Рая Евгеньевна окончательно отошла от ступора, зато взамен в ней проснулась подозрительность.
– Так погоны, петлицы и пуговицы ещё пришить надо, – Александр развязал мешок, рывком вытащил из него синюю милицейскую шинель и развернул её. – Иначе нельзя, иначе нарушение уставного вида будет. А табельный пистолет с кобурой я сразу на пояс повесил. Ну не в мешке же его было таскать или в кармане.
Синяя милицейская шинель, по-своему весьма красивая и строгая, произвела на Раю Евгеньевну самое благоприятное впечатление. Суровая комендантша тут же успокоилась и заговорила не в пример более дружелюбно.
– Так это тебя, получается, участковым назначили? – и тут же, не дожидаясь ответа, продолжила. – Комната для тебя уже готова. Аркадий Назарьевич лично распорядился отдельную выделить. И он же самовар принёс. Ты же теперь у нас власть. Комната твоя как раз напротив моей будет.
Александр тут же развернулся на месте. Дверь в комнату коменданта всё ещё настежь. Напротив, через коридор, и в самом деле ещё одна дверь с номером восемь.
– Аркадий Назарьевич специально так велел, чтобы нашим молодым балбесам неповадно было. А то, понимаешь, взяли дурную моду после отбоя на гитаре тренькать. А там и до самогоночки недалеко будет. Зато теперь, – лицо Раи Евгеньевны засветилось от радости. – А форму оставь, я всё пришью как положено, не сомневайся даже.
Александр задумчиво свернул шинель. А почему бы и нет? Возиться с иголкой и нитками никак не хочется. По части шитья женщины дадут сто очков вперёд любому мужику. Если этот мужик, конечно же, не профессиональный портной, разумеется.
– Не откажусь, Рая Евгеньевна, – Александр вновь развернул синюю милицейскую шинель.
Прямо на заправленной кровати Александр разложил новенькую, с иголочки, форму. Из кармана галифе вытряхнул погоны, лычки и пуговицы. Отдельно и обстоятельно объяснил Рае Евгеньевне где, как и что нужно пришить. Впрочем, комендантша оказалась женщиной толковой и быстро всё поняла.
– Прямо сейчас и займусь, – заявила Рая Евгеньевна, едва Александр закончил объяснение. – А это ключ от твоей комнаты, держи.
Из прикроватной тумбочки комендантша вытащила ключ с уже знакомой большой деревянной биркой.
– Обустраивайся, участковый. Я чуть позже постельное бельё принесу.
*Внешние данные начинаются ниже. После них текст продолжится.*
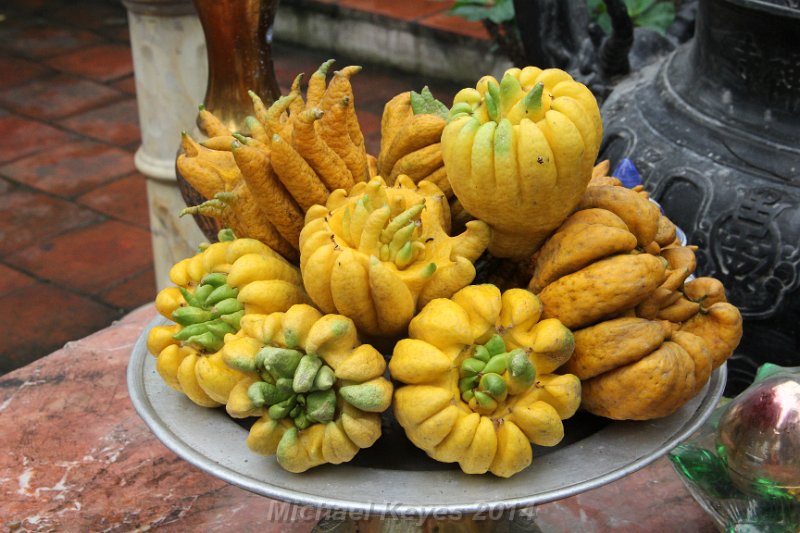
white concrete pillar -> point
(171, 71)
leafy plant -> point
(497, 11)
(654, 14)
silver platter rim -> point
(215, 444)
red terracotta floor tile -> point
(103, 62)
(117, 123)
(21, 137)
(34, 6)
(457, 25)
(405, 10)
(124, 199)
(28, 217)
(56, 97)
(17, 71)
(132, 292)
(41, 319)
(44, 39)
(90, 15)
(72, 168)
(89, 259)
(126, 85)
(13, 280)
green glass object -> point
(742, 465)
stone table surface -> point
(77, 457)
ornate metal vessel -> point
(715, 131)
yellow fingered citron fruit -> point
(478, 387)
(379, 253)
(519, 153)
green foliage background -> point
(655, 14)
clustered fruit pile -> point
(335, 253)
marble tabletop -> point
(77, 457)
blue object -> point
(626, 173)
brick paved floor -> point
(75, 250)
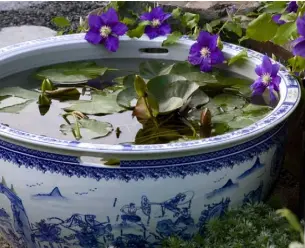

А то когда ещё своим обзаведёшься, – Рая Евгеньевна усмехнулась.
– Премного вам благодарен, – Александр вежливо склонил голову.
По размерам отдельная комната оказалась точно такой же, как и у комендантши общежития: шириной метра три и длинной метров пять-шесть. Небольшое окошко наполовину задёрнуто белой занавеской. В углу такая же железная кровать. Матрас свёрнут в толстый рулон и придвинут к передней стенке. Стол и три стула. На столешнице с гордым видом возвышается обещанный самовар. На стене у входа приделана точно такая же вешалка с полкой под шапки. И, о чудо, рядом ещё две простенькие книжные полки, пустые пока.
Самое приятное в том, что с потолка на точно таком же витом шнуре свисает электрическая лампочка. Александр не удержался и щёлкнул пальцем по выключателю слева от входной двери. Комнату тут же залил яркий жёлтый свет. Роскошь, самая настоящая роскошь. Щелчком Александр погасил электрическую лампочку. Всё лучше, чем сидеть по вечерам при тусклом свете свечи или чуть более яркой керосинки.
Рая Евгеньевна сдержала слово. Не прошло и часа, как комендантша с торжественным видом внесла в комнату синий милицейский китель и галифе. Шинель и второй китель Рая Евгеньевна обещала обшить чуть позже. Зато уже сейчас Александр, наконец-то, облачился в подобающую милиционеру форму и уже в ней отравился знакомиться с людьми и с подведомственным участком в целом.
Леспромхоз №4 расположен очень удачно, на месте пересечения автомобильной дороги и железной. Почему ещё до войны и было принято решение именно на этом месте построить лесопилку и рабочий посёлок при ней для снабжения строящейся ГЭС и бумажной фабрики в Кондопоге. Брёвна, брус, самые разные доски и шпалы – вот основная продукция леспромхоза.
Для Александра стало очень приятным сюрпризом лично убедиться, что жизнь в Четвёрочке постепенно налаживается. В посёлке работает магазин, клуб и начальная школа. Для работы промышленного оборудования в леспромхоз ещё до войны протянули отдельную ЛЭП. В ближайших планах осветить электрическими лампочками все без исключения избы. В возрождённой после Великой войны Четвёрочке родились первые малыши.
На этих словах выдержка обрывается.